When photographer Leon Kauffman (Bradley Cooper, TV’s Alias) is persuaded by a prominent art gallerist into exploring the naked underbelly of the city for grittier subject material, a foray into the subway offers him a glimpse of Mahogany, whom he begins to suspect of being a serial killer. Despite the vehement protestations of his sultry girlfriend (Leslie Bibb, Iron Man) and disregarding all sane options, Leon begins shadowing him to confirm his suspicions. Mahogany (the effortlessly menacing Vinnie Jones, Snatch) is a butcher by day, and as soon becomes apparent, does not entirely dispense with the tools of his trade at night. As Leon’s nocturnal peregrinations in pursuit of the butcher increase, his obsession consumes him and places his loved ones in jeopardy, leading to a nail-biter of a climax in the eponymous midnight train, which is the butcher’s base of operations.
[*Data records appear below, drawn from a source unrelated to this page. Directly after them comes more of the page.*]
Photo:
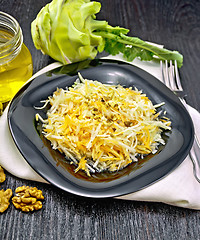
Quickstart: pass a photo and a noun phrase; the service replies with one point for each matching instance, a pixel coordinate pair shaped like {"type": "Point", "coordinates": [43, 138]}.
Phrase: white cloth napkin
{"type": "Point", "coordinates": [179, 188]}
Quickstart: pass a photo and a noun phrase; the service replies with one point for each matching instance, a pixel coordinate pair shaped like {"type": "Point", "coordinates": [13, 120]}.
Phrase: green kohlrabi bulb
{"type": "Point", "coordinates": [64, 30]}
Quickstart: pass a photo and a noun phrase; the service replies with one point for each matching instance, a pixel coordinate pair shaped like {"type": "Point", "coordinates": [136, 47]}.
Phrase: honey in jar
{"type": "Point", "coordinates": [15, 59]}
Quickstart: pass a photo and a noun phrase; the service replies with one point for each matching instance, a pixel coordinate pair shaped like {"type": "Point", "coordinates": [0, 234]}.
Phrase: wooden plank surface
{"type": "Point", "coordinates": [175, 24]}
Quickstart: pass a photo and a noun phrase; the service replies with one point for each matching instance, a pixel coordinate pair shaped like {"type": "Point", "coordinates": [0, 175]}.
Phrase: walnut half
{"type": "Point", "coordinates": [2, 175]}
{"type": "Point", "coordinates": [27, 198]}
{"type": "Point", "coordinates": [4, 199]}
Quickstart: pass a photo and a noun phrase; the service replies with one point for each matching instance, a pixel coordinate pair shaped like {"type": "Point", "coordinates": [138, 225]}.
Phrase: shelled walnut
{"type": "Point", "coordinates": [27, 198]}
{"type": "Point", "coordinates": [2, 175]}
{"type": "Point", "coordinates": [4, 199]}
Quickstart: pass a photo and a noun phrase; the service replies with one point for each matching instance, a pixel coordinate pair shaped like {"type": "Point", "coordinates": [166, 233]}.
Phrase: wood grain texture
{"type": "Point", "coordinates": [175, 24]}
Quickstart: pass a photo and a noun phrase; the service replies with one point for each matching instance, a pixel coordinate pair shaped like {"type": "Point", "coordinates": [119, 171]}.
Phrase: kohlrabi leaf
{"type": "Point", "coordinates": [68, 31]}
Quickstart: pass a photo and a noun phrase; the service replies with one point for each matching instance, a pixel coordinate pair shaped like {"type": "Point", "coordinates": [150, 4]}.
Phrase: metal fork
{"type": "Point", "coordinates": [171, 78]}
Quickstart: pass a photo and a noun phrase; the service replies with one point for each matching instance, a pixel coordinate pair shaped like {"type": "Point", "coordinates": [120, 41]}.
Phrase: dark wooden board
{"type": "Point", "coordinates": [175, 24]}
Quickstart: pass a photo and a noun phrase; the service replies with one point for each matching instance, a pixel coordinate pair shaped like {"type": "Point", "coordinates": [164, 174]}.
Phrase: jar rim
{"type": "Point", "coordinates": [12, 45]}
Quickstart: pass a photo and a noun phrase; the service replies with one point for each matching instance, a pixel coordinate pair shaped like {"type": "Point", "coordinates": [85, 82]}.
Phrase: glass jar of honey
{"type": "Point", "coordinates": [15, 59]}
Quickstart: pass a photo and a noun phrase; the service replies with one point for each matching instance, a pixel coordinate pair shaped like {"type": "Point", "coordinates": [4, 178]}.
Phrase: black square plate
{"type": "Point", "coordinates": [49, 163]}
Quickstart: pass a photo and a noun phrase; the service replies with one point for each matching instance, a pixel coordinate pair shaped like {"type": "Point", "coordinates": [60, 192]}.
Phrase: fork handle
{"type": "Point", "coordinates": [195, 157]}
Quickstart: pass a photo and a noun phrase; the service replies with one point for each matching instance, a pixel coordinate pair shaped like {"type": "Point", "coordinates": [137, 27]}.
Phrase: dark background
{"type": "Point", "coordinates": [176, 25]}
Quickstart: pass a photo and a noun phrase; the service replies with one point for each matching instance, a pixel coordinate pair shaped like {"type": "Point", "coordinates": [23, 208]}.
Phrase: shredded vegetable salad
{"type": "Point", "coordinates": [102, 127]}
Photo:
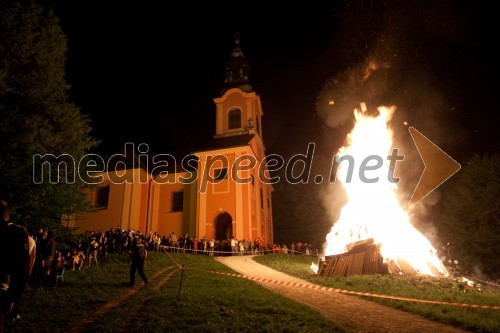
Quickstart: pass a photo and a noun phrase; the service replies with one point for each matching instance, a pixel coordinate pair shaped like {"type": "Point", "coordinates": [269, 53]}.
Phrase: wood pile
{"type": "Point", "coordinates": [363, 257]}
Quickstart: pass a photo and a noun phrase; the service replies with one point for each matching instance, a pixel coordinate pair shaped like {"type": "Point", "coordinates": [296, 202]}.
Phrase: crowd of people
{"type": "Point", "coordinates": [93, 247]}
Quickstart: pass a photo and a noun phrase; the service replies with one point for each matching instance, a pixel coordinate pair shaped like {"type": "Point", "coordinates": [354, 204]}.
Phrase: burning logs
{"type": "Point", "coordinates": [363, 257]}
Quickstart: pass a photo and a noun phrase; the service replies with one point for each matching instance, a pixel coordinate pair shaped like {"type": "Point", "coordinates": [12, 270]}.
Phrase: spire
{"type": "Point", "coordinates": [237, 69]}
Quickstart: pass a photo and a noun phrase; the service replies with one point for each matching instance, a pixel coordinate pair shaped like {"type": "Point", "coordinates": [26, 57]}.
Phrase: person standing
{"type": "Point", "coordinates": [17, 256]}
{"type": "Point", "coordinates": [138, 254]}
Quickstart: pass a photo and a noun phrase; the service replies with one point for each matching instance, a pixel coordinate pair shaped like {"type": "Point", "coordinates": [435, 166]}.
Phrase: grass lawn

As a horror film, it succeeds remarkably well. Vinnie Jones turns in a spectacularly chilling performance. Taciturn, ominous and brutal, he is the seminal slasher; eviscerator extraordinaire. There’s enough gore, blood and decapitations to satisfy your inner sadist, but not so much you’ll lose your lunch. The mood, oh the mood, that holy grail of the horror genre, is captured and distilled with consummate ease. The satisfying twist at the end hinted at great conspiracy, of vast hordes of things that go bump in the night. Highly satisfying horror! Stephen King, eat your heart out.